By Joan Oleck -- School Library Journal, 3/20/2008 10:51:00 AM

The Gadsden Public Library in Alabama is about to put storytime online and on local public TV—sans a live librarian. Gadsden staffers believe theirs could be the first library to do so.

The Gadsden city council on March 18 approved a city application for a $25,000 Library Services and Technology Act (LSTA) grant from the Alabama State Library. The grant, which will help pay for a library Webcast and cable television storytime, is designed to help working mothers. The city has volunteered to pitch in another $5,000.

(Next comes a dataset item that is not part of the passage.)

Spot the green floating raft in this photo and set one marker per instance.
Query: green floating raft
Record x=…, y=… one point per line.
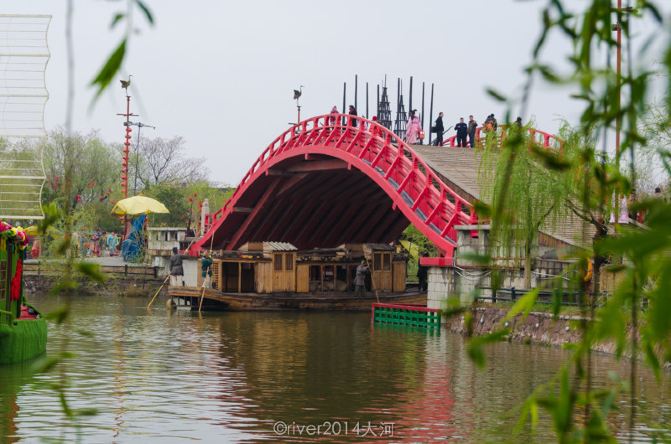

Although the plan is to have library staffers and broadcast interns from Gadsden High School appear as readers, the storytimes will be equivalent to watching TV. And although some caregivers might not like that idea, it could serve others well. "We have a lot of single parent households in this area," says Carol York, the library's outreach coordinator, pointing out that according to the 2005 Census, 5,000 out of 103,000 households in Gadsden and surrounding Etowah County were headed by women.

If the LSTA grant is awarded, the library will use the money to buy a camera and other equipment and build a small studio where storytime tapings will take place. If all goes well, the project could begin by October, York says. Tapes then will be broadcast on the library's Web site and on the city's public channel, which will go live this May.

York says storytimes will be accessible 24 hours a day on the Web site, and tapings will consist of books for kids ages three to 10. "These are easy-read books, with large print and big, nice pictures that can be seen well." The Web site will also offer podcasts and links to parenting information.

One question remains, however: does this project threaten the livelihoods of librarians? "I don't feel so," York says, adding that it supplements their jobs. "We don't want to be obsolete. We're trying to stay current with the way information is delivered."

And after all, York adds, real-life story time will continue at the library, same as always, on Thursdays at 10 a.m.